Taking turns to stand watch, the three kidon slept in the car for most of the day. Late that afternoon, they drove around the city finally passing the Iranian Cultural Center. It was bigger than the sayanim’s photographs had suggested. It stood on a road with exit routes close by. The plan they had devised would work. Satisfied, the team returned to the lock-up garage. There was no sign that anyone had disturbed its door by dislodging the piece of cigarette paper placed at the bottom.
What they did for the next twenty hours would remain a mystery.
At 7 P.M. on Tuesday, February 12, the team was back outside the Iranian Cultural Center. Ludwig took up position at one street corner, Manuel another. Pierre drove the hired car further down the street from where the oncoming traffic was approaching. He activated the bomb placed in the headrest. Inside the radio, the timer began to tick. It had a four-hour clock. It was now 7:30.
Guests for the Iranian celebration of the Khomeini Revolution were steadily making their way into the Center. At 8 P.M., the Iranian ambassador arrived and hurried inside. None of the guests resembled the face on the cell phones of the three kidon.
At 9 P.M. a silver Mitsubishi Pajero turned into the street and parked close to where Ludwig and Manuel were standing on opposite sides. For a moment the driver and his passenger sat checking the street.
Then the passenger door opened and Imad Mughniyeh emerged. He wore a dark suit and his beard had been neatly trimmed. He started to walk up the street toward where the hired car was parked. He was level with the vehicle when there was a huge explosion, which blew the car into pieces and beheaded Mughniyeh. Later, some of his body parts were found twenty meters away.
Which of the kidon was the first to trigger the bomb would remain unknown. But before the first screaming guests ran from the Iranian Cultural Center reception, and the police and ambulances arrived, the three assassins had vanished.

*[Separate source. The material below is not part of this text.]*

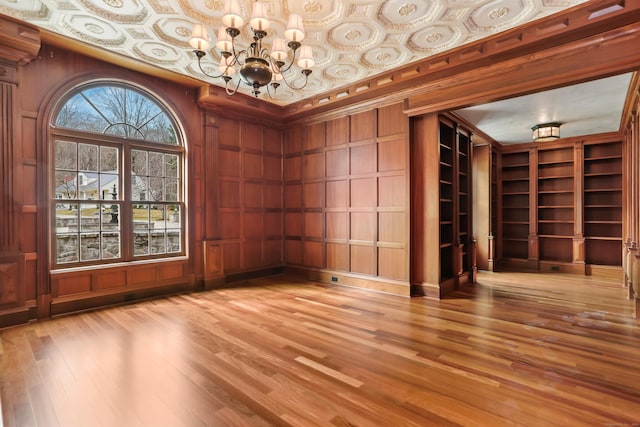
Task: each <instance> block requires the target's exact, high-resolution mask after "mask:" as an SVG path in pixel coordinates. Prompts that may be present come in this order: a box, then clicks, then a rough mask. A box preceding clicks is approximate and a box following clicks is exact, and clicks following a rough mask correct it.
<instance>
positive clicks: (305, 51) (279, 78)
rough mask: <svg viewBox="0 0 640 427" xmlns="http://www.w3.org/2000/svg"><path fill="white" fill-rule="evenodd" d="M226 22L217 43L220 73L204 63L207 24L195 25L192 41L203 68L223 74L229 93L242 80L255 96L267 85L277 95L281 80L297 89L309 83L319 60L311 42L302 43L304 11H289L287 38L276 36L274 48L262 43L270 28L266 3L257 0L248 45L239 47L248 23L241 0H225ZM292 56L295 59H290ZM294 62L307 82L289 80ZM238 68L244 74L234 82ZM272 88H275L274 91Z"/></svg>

It would later be suggested in some reports that a car had been left for them in a nearby side street and Pierre had driven the team to a predetermined pick-up point in the south of Syria for an Israeli air force helicopter to collect them. Eyewitnesses would claim they saw a helicopter flying out to sea. Another report said they had left Damascus airport on night flights to Europe. But nobody would ever know.
On the Friday, February 15, following his assassination, Mughniyeh was buried at a huge Hezbollah funeral in Beirut from where he had first launched his terrorist activities. His mother, Um-Imad, sat amid a sea of black chadors, a somber old woman who wailed that her son had planned to visit her on what had turned out to be the day after he had died.
A few days later, she received an envelope. Inside was a copy of one of the pictures taken of Mughniyeh’s face when he had undergone his successful plastic surgery. He had been her third son to die in a Mossad car bombing.